For curves there is a very simple notion of degree of a line bundle or equivalently of a Weil or Cartier divisor. Even in any projective space $\mathbb P(V)$ divisors are cut out by hypersurfaces which are homogeneous polynomials of a certain degree.
Is there a more general notion of degree that applies to schemes with less structure?

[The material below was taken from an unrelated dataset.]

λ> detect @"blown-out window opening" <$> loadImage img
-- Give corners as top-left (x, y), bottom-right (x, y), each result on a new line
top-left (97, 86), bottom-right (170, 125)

Also, say you have a nice enough scheme $X$ so line bundles correspond to Cartier divisors under linear equivalence. In whatever the most general setting is so that the degree of a line bundle makes sense, is there an example of a line bundle $L \ne O_X$ that is degree 0 and has $h^0(L$) = 1?
Best Answer
One generalization of degree is first Chern class: A Cartier divisor corresponds to a class in $H^1(X;\mathcal{O}_X^{\times})$, and you take its image under the boundary map of the long exact sequence corresponding to the exponential exact sequence $\mathbb{Z} \to \mathcal{O}_X \to \mathcal{O}_X^{\times}$ where the second map is taking exponential (if you want to work in the algebraic category, there is a fix for this, using the exact sequence $\mathbb{Z}/n\mathbb{Z} \to \mathcal{O}_X^{\times} \to \mathcal{O}_X^{\times}$, where the second map is nth power).
Geometrically, on a smooth thing, this means you take the sum of all the Weil divisors as a homology class, and then take the Poincare dual class in $H^2(X;\mathbb{Z})$.